La vuelta de Rosa Benito a ‘Sálvame’

Rosa Benito no es ningún misterio, porque ella misma se va contando en las redes sociales, lo que sí lo es es la fecha de su vuelta a televisión. De una manera más o menos continuada, ojo, no como hizo en los debates de ‘Supervivientes’.

Rosa Benito lleva mucho tiempo apartada de la televisión y se ha anunciado en diversas ocasiones su vuelta.

El fuego está encendido, la leña arde. Rosario Mohedano está recibiendo hasta en el carnet de identidad, sin piedad, pero ella y su madre no se callan. Vivimos en un mundo global en el que no hace falta un medio de comunicación para soltar lo primero que se te pase por la cabeza. De hecho, el BOE de la ex de Amador Mohedano y su progenitora son Twitter e Instagram.

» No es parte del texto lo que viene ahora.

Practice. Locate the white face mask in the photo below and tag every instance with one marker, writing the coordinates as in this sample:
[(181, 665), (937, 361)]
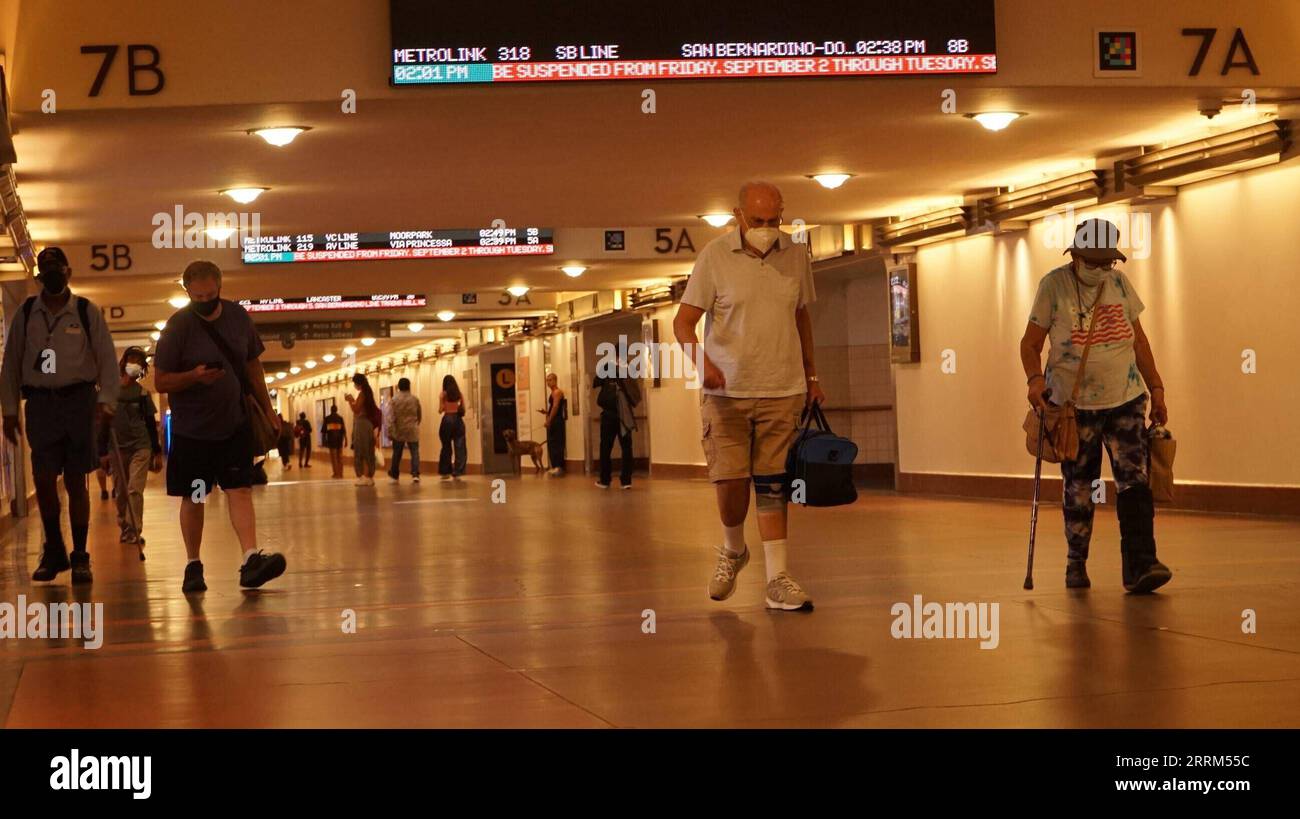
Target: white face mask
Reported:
[(762, 238)]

El dicho de no hay mayor desprecio que no hacer aprecio no van con ellas. Ellas cogen el guante, entran al trapo y torean los exabruptos que reciben con frases de tirar la piedra y esconder la mano, elusivas y alusivas, sentencias que sentencian y toda la mala uva del mundo. Normal.

Ya digo que en ‘Sálvame’ están machacando a ‘la Chayo’, como la llaman algunos peyorativamente, y del guión se han salido Paz Padilla y Jorge Javier Vázquez, que han dado la cara por la sobrina de Rocío Jurado.

La paradoja de todo este asunto es que Rosa dio muchos momentos de gloria a este programa, abriéndose en canal como Silvana Mangano o cualquier otra diva del neorrealismo italiano. Sin embargo, ahora le dan donde más le duele: su hija.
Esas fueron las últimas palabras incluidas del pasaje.